Can A Scout Be Gay?

  • ANDREW LICHTENSTEIN--CORBIS SYGMA FOR TIME

    Cozza likes the Scout uniform but not Scout values

    It's one thing to say, as most Americans have for years now, that people shouldn't be fired from their jobs just because they are gay. But what if that job is to take care of your son on a Boy Scouts' camping trip? He may need comforting after a nightmare, or a pat on the back when he skins his knee. You may know rationally that gays are no more likely to molest children than are heterosexuals. And you may know that virtually all psychiatrists have agreed for years that kids can't be "turned" gay. But your gut may say something else, something biased.

    Although an uneasy consensus is forming in favor of gay equality, the toughest test is what that equality will mean for our kids. This week the U.S. Supreme Court will take that test when it hears oral arguments in the case of Boy Scouts of America v. James Dale. The ruling, expected by summer, should settle the question of whether the Boy Scouts have to admit openly gay men and boys.

    The Scouts have fought gays several times before, going back to the '70s, and always won. But this is the first such case to reach the high court, and it comes after a unanimous lower-court ruling against the Scouts. If the gay activists pushing Dale's case win, they will have cracked one of America's most traditional fraternities, a group that receives strong support from conservatives. If the Scouts win, they will help activists on the right reinforce a crumbling heteros-only wall around key social institutions (marriage being the most fraught).

    The case will also help decide how much legislators can advance gay equality. Eleven states have laws barring employers from firing workers for being gay, and at least eight more have considered such legislation this year. The Boy Scouts contend that hiring openly gay leaders would interfere with the Scouts' First Amendment right to express the view that homosexuality is wrong and would violate their First Amendment freedom to associate, or not, with whomever they please. They also warn that if they lose, all organizations that serve a specific group--they point to the N.A.A.C.P--would have to become all-inclusive.

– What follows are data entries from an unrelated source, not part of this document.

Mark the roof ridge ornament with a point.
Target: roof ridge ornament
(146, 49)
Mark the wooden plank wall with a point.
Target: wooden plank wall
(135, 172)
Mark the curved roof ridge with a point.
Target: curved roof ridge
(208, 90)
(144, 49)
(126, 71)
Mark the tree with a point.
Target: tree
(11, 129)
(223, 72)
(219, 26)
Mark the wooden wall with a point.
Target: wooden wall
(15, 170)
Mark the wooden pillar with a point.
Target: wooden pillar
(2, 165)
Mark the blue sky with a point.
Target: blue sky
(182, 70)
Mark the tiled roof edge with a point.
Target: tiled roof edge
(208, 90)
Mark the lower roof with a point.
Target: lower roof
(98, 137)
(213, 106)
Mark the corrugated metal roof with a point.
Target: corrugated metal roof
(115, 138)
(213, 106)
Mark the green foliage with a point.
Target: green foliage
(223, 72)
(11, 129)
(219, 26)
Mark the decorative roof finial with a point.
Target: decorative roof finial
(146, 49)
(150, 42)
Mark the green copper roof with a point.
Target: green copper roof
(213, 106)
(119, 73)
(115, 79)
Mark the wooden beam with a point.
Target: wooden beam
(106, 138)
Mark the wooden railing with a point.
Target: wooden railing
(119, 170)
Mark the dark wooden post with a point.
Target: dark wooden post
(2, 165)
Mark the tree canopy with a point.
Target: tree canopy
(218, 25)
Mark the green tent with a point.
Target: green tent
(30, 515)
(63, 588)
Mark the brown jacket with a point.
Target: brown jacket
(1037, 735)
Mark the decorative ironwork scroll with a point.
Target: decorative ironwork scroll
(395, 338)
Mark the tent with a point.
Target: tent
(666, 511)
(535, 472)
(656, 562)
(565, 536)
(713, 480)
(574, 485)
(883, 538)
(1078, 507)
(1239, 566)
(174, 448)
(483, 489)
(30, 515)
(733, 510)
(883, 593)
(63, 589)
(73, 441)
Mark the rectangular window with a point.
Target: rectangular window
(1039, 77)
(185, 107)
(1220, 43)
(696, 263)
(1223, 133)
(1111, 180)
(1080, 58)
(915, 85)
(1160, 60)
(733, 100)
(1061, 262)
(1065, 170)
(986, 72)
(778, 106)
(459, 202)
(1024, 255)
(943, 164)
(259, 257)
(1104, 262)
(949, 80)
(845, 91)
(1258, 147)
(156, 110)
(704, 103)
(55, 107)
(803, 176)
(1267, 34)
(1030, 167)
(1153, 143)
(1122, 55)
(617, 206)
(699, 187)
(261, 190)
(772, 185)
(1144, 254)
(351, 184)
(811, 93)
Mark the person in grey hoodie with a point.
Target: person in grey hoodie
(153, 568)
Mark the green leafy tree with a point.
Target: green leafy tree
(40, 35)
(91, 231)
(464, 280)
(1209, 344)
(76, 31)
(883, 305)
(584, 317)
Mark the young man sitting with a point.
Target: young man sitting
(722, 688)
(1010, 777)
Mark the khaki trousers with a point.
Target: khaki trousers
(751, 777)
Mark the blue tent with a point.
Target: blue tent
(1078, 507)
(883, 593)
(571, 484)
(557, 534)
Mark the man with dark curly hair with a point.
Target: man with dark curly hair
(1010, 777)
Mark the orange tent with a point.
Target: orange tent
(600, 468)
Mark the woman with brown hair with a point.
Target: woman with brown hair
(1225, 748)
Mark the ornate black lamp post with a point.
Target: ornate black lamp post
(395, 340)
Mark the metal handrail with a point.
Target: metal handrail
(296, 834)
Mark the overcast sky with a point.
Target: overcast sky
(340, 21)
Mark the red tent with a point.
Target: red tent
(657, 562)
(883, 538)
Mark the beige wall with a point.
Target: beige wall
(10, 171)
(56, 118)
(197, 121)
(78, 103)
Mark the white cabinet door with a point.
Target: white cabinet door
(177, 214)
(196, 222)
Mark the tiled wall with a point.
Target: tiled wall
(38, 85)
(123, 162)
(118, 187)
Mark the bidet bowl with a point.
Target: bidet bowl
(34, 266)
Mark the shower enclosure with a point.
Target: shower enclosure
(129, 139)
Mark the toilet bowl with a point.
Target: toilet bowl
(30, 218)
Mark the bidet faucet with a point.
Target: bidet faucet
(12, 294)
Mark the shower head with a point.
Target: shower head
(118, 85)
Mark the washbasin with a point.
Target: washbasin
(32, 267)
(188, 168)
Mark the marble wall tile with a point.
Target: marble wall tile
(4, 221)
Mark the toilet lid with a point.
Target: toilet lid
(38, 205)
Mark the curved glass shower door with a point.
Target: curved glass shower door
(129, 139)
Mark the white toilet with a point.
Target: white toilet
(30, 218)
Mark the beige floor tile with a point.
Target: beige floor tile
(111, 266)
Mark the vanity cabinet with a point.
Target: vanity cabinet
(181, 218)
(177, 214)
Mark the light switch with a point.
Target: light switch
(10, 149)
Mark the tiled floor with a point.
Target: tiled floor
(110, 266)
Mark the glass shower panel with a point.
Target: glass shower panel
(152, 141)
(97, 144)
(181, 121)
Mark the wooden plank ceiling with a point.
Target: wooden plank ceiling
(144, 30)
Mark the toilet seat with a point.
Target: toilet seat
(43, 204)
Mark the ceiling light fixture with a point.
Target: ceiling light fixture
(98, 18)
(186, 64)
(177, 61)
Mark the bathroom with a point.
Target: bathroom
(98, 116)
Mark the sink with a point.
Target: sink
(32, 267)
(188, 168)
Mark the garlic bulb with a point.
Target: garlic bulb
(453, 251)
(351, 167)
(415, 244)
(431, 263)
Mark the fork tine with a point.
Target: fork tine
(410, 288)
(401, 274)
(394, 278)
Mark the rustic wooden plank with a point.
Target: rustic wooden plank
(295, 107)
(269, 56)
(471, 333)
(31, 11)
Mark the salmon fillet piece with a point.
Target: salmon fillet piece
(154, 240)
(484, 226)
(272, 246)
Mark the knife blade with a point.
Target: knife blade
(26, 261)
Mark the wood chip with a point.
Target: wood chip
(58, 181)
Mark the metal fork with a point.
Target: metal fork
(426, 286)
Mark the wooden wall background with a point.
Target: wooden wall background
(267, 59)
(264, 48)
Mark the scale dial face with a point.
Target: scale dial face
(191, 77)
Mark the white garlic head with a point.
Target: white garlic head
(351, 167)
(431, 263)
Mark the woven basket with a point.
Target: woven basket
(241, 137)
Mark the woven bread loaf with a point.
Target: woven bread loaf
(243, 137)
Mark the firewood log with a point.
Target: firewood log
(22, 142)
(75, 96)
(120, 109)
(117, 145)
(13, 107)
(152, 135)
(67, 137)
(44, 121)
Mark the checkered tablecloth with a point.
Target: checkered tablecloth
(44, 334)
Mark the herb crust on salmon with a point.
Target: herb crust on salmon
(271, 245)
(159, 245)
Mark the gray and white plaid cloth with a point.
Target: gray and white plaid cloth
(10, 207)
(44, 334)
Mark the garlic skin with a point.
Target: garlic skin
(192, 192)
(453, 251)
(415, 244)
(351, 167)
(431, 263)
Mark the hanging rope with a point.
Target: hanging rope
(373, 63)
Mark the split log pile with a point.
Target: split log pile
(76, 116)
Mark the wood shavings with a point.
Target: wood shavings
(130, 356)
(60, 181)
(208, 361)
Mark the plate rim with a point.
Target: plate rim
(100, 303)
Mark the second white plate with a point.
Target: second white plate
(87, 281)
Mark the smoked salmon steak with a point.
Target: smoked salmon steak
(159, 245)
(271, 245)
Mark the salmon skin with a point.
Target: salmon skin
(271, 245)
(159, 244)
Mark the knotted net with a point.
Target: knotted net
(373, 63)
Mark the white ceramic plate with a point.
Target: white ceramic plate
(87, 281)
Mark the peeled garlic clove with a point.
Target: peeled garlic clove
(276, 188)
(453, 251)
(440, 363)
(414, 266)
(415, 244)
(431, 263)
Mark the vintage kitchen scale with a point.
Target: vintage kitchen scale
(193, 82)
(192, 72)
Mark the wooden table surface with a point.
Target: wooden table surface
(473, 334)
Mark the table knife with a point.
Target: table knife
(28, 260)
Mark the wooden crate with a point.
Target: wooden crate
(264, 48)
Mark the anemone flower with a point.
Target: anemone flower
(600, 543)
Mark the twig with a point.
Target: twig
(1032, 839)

    Gay-activist attorneys say the presence of a few gays wouldn't keep Scout officials from maintaining anti-gay views, since the vast majority of scouting activities never involve discussions of sexuality or politics. They say the issue isn't so much a group's right to exclusivity--no one is arguing that the Ku Klux Klan must admit Jews--as it is whether a group like the Boy Scouts, which generally welcomes every boy, can claim that being anti-gay is part of its core values. (As a practical matter, the N.A.A.C.P isn't worried: it has filed a brief against the Scouts.)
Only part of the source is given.